Gee Cali .... Thanks for all the good news . I guess I better go buy a big bottle of sleeping pills now . Goodbye cruel world ........


----------



## EastTexFrank

Cali, give me a little hope here, I'm bleeding to death.  I was hoping for a banking rebound with the Feds throwing money around as if there was no tomorrow but it seems .... not yet.  

My personal portfolio isn't much better.  Maybe I should get everything in quarters and spend the next ten years counting them.  Maybe then I'll be ready to go back into the market.


----------



## BigAl RIP

EastTexFrank said:


> Cali, give me a little hope here, I'm bleeding to death. I was hoping for a banking rebound with the Feds throwing money around as if there was no tomorrow but it seems .... not yet.
> 
> My personal portfolio isn't much better. Maybe I should get everything in quarters and spend the next ten years counting them. Maybe then I'll be ready to go back into the market.


 
 I got spare Band-Aids .........Just take what you need ..


----------



## California

EastTexFrank said:


> Cali, give me a little hope here, I'm bleeding to death.  I was hoping for a banking rebound with the Feds throwing money around


 I wish I had better news!

There are huge unknowns. Nobody really knows what happened to the economy and how to get the downward slide turned around. Everyone woke up one morning and discovered they couldn't get loans for working capital. (To vastly oversimplify!) Or for car loans, or to refi the house, or to place an order overseas. Suddenly nobody trusted the reliability of commercial paper so the house of cards collapsed.

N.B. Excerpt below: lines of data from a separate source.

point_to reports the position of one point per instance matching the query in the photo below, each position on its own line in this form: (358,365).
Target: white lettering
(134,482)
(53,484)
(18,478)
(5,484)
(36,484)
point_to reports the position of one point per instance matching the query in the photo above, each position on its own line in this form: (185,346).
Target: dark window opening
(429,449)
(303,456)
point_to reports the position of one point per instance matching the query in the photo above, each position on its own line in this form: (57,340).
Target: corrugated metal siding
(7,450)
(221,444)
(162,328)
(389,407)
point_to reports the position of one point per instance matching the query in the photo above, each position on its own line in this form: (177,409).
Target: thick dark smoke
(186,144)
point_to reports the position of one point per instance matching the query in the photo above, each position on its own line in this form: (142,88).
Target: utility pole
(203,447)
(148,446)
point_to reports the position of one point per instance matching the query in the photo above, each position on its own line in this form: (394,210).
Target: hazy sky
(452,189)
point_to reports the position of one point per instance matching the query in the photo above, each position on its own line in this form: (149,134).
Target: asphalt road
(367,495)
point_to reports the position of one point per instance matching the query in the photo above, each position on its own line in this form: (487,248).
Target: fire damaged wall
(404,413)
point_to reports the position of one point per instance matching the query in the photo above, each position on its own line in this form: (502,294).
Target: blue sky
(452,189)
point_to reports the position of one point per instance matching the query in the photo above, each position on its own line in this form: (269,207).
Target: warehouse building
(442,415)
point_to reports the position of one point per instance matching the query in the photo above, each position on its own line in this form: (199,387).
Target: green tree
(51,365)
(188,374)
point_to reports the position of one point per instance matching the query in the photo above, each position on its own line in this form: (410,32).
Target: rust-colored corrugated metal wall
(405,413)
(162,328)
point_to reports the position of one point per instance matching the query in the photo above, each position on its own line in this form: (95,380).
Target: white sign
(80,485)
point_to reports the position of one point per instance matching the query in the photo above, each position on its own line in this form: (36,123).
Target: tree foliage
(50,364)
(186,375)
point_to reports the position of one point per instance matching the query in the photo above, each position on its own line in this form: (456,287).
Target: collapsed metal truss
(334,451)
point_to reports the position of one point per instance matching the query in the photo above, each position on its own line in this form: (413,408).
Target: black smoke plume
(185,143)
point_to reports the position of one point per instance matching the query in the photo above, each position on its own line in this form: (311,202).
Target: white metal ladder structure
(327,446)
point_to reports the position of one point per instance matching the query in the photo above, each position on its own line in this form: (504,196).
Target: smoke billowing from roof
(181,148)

I think the present stimulus measures, both as started in the Bush administration and continued by Obama, are better than doing nothing. But it will be for the historians to tell us whether they really softened the downturn. We are sure to see some tactical mistakes and mis-allocations such as subsidizing building inefficient cars. It's almost like war strategy except political pressures are more of an an input to the decisionmaking. Expect to see some dumb projects whose purpose is only to sustain employment in the worst hit, or most politically powerful, states. I hope that a lot of the money goes into infrastructure like it did under WPA so we have something to show for it.

Nationalization of banks, auto manufacturers, etc is a last ditch defense against letting them fail and shutting down operation. It's a clear sign how bad things are that government ownership is even on the table for discussion. The way I see it, if a large company's management has run its share value down past zero, wiped out the equity of everyone invested in the company (and probably its suppliers as well), no new investors can be found, and the management still wants government handouts to keep the doors open, then those handouts buy the entire company and it is in effect nationalized. Some of the banks are in this situation but the reality is papered over. I hope it doesn't come to this for many industries, and I hope if it does that government can turn the companies into something they can soon sell to willing investors, recover the taxpayers costs, and get the heck out. 

I think it's still better to handle mortgage guarantees for example through an insolvent nationalized bank that remains intact, than to set up a new bureaucracy under say Homeland Security and let them learn how to do the same task. Remember Brownie? How long would it take to get a new government agency up to speed, and could it match the efficiency and focus of an existing, experienced institution? I doubt it. So simply letting major businesses fail and disappear may be worse than taking them over, in some cases. We still need the expertise accumulated in the firm, even if it is financially valueless.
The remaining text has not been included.